# Autotrail Excel range?



## EJB (Aug 25, 2007)

What happened to them....did I miss something :roll:


----------



## Philippft (Feb 16, 2008)

They stopped making them in 2012. The Excel became the Tracker after some modifications and upgrades as is reflected in their price.
I have the 670B (2011). My wife and I love it. We have added quite a few upgrades but it fundamentally remains as the original design.

Most of our usage is in Europe and now that my wife has ceased working plan to spend much more time with it in Europe.
My particular favorites are the fixed double bed and the general layout which is perfect for two people. 

I also like the large viewing angle to my left when driving in France I can look over my left shoulder and see outside all the way down to and including the Hab door which is great at difficult junctions.

I also have the 2.3 engine and when we cruise at 2000 r.p.m. average just over 30 m.p.g.

I contacted Autotrail earlier this year and asked if they could tell me how many Excel's were sold but they refused to divulge this information.
Recently, I saw an Excel (2010 build) advertised for £26,000. That's a big drop in price from new.


----------



## EJB (Aug 25, 2007)

Thankyou for that.....I did miss something :roll: 
Had a Tracker for the past 6 years and am looking at a couple of 640/670s.....the prices are very tempting :wink:


----------



## Philippft (Feb 16, 2008)

EJB said:


> Thankyou for that.....I did miss something :roll:
> Had a Tracker for the past 6 years and am looking at a couple of 640/670s.....the prices are very tempting :wink:


I liked the 640 but the weight limitation in the garage put me of.
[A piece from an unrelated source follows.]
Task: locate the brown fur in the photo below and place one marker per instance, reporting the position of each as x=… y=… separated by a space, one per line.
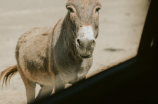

Go for the 670, if you can get one.


----------



## raynipper (Aug 4, 2008)

EJB said:


> What happened to them....did I miss something :roll:


Frank Sinatra would be 98 today.!

Ray.


----------



## EJB (Aug 25, 2007)

[quote="raynipper"[/quote]

Frank Sinatra would be 98 today.!

Ray.[/quote]

*Not many people know that!!!! *:wink:


----------